Chapter 9 · Inference Optimization
In one minute
Chapters 5–8 made the model better; this chapter makes it cheaper and faster to run. Inference is the act of generating outputs from a trained model, and at scale it's where most of the cost and latency live. The chapter optimizes at two levels: the model level (quantization, distillation, etc.) and the inference-service level (batching, caching, parallelism). If you use a model API, the provider handles most of this; if you self-host, it's your job.
First: what are we optimizing?
Three metrics in tension, you usually can't max all three:
- Latency: how fast the user gets a response.
- Time to first token (TTFT): how long until output starts (matters for streaming/chat).
- Time per output token / throughput-per-request: how fast tokens keep coming.
- Throughput: total tokens/requests served across all users (drives cost-efficiency).
- Cost: $ per request/token (compute, memory, hardware).
Latency vs. throughput is a trade-off
Techniques like batching boost throughput (cheaper per request) but can increase an individual user's latency. The right balance depends on whether you're optimizing for one user's experience or fleet-wide cost.
Why LLM inference is special
Autoregressive generation has two phases with different bottlenecks:
- Prefill: process the whole input prompt at once (compute-bound, parallelizable).
- Decode: generate output one token at a time, each step depending on the last (memory-bandwidth-bound, hard to parallelize).
The decode phase is why generation feels slow and why memory bandwidth, not just raw compute, often limits performance.
Model-level optimization (change the model)
Make the model itself cheaper to run:
- Quantization: store/compute weights (and sometimes activations) at lower precision (FP16 → INT8 → INT4). Big memory + speed wins for small accuracy cost.

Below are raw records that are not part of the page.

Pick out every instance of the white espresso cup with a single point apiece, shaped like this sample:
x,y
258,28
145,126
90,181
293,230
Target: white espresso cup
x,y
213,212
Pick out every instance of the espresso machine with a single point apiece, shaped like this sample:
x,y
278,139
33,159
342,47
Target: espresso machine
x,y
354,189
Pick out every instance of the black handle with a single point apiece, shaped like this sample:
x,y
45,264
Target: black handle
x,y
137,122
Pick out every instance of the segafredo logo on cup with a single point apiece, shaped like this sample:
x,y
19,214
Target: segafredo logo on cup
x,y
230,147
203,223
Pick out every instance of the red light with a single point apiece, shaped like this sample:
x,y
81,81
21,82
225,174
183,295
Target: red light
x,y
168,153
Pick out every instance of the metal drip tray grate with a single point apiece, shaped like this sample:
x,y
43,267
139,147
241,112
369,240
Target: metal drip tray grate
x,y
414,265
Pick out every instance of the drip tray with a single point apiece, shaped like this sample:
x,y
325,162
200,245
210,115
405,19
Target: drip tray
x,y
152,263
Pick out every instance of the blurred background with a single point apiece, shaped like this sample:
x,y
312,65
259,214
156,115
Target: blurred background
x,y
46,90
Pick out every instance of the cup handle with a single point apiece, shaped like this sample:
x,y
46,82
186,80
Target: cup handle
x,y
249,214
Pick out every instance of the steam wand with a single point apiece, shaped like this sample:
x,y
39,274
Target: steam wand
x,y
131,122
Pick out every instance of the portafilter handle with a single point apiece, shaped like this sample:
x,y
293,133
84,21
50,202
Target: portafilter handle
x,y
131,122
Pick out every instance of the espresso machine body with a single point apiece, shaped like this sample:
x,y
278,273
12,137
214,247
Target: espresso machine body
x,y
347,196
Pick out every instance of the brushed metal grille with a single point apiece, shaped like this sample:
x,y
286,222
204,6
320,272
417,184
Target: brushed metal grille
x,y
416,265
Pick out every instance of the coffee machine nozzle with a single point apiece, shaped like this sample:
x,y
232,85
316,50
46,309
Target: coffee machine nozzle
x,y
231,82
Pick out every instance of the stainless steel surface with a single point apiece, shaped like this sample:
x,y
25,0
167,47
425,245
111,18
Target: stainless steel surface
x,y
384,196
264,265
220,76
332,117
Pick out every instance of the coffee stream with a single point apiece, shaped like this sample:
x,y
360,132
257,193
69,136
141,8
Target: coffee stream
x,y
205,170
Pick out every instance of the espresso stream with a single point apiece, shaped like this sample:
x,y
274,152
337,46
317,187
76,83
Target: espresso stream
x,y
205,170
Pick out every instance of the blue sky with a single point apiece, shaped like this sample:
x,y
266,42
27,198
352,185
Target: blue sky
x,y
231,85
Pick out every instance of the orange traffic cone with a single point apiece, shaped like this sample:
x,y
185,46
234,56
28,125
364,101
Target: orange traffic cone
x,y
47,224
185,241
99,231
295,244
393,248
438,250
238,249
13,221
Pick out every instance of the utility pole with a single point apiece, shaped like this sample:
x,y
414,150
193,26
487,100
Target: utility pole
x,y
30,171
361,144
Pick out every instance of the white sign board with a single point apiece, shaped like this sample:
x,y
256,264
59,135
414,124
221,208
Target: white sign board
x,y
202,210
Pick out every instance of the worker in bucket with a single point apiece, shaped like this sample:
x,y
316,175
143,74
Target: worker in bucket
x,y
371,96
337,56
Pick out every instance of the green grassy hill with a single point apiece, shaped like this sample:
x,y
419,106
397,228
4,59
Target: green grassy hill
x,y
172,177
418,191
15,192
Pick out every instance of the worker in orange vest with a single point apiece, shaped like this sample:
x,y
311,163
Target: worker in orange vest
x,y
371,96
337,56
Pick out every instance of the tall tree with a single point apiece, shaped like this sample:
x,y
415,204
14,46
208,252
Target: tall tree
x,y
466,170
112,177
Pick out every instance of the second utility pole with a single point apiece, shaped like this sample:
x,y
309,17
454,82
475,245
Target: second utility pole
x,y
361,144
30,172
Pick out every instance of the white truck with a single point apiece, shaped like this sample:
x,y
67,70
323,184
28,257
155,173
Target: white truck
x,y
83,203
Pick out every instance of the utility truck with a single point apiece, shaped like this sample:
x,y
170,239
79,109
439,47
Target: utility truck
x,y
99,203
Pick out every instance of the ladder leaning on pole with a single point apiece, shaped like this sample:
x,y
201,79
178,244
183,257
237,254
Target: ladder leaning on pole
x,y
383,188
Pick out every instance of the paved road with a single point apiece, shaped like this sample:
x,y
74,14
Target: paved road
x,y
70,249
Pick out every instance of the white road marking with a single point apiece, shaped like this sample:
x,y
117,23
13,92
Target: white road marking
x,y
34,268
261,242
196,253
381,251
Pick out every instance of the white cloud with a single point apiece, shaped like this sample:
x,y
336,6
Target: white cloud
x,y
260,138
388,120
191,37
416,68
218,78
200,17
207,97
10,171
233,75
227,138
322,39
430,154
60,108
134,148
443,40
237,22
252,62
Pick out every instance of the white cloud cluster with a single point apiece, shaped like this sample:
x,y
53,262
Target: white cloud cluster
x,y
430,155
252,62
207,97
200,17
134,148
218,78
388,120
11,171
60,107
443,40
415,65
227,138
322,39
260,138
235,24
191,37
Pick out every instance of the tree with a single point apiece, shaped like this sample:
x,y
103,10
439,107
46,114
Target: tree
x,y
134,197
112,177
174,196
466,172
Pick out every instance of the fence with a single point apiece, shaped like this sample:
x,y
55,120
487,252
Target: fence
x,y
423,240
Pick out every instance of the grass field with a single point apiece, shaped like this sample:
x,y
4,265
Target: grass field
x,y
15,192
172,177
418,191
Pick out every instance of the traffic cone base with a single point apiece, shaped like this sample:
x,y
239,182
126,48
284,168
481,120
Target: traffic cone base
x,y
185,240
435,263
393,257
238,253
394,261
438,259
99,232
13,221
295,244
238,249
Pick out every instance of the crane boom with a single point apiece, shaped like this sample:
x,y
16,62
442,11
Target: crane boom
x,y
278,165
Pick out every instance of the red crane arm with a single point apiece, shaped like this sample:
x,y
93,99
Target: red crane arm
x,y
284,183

The most common, highest-ROI technique.
- Distillation: train a small "student" model to mimic a large "teacher." You get most of the quality at a fraction of the size/cost (connects to data synthesis in Ch 8).
- Pruning: remove redundant weights/structure.
- Architectural tricks: attention optimizations and Mixture-of-Experts (MoE) (only activate part of the model per token) to reduce the compute actually used.
Smaller model, smarter
A distilled + quantized small model finetuned on your task can beat calling a giant general model, cheaper, faster, and private. This "make a specialist" pattern recurs throughout the book.
Service-level optimization (change how you serve)
Make the serving system more efficient without changing the model:
- Batching: combine multiple requests to use the hardware fully.
- Static batching (wait, then run) vs. dynamic/continuous batching (add requests as slots free up), continuous batching is key for high-throughput LLM serving.
- KV cache: store the attention key/value tensors from previous tokens so you don't recompute them every step. Essential for fast decoding (but it eats memory, managing it, e.g. PagedAttention, is a big deal).
- Prompt / prefix caching: reuse computation for shared prompt prefixes (e.g., a long system prompt used by every request).
- Parallelism: split big models/workloads across GPUs: tensor, pipeline, and data parallelism.
- Speculative decoding: a small fast model drafts several tokens; the big model verifies them in one pass, accelerating generation without changing outputs.
API vs. self-hosting
A core decision the chapter surfaces:
| Model API (managed) | Self-hosting | |
|---|---|---|
| Optimization work | Done for you | Your responsibility |
| Setup speed | Instant | Slower |
| Cost at scale | Pay-per-token (can get pricey) | Potentially cheaper if utilized well |
| Control & privacy | Limited | Full |
| Best for | Getting started, variable load | High scale, custom models, strict privacy |
Takeaways
- Inference optimization balances latency vs. throughput vs. cost: you trade among them.
- LLM inference has two phases: prefill (compute-bound) and decode (memory-bound, one token at a time).
- Model level: quantization (highest ROI), distillation, pruning, MoE.
- Service level: continuous batching, KV/prefix caching, parallelism, speculative decoding.
- APIs optimize for you; self-hosting gives control and scale economics but makes optimization your job.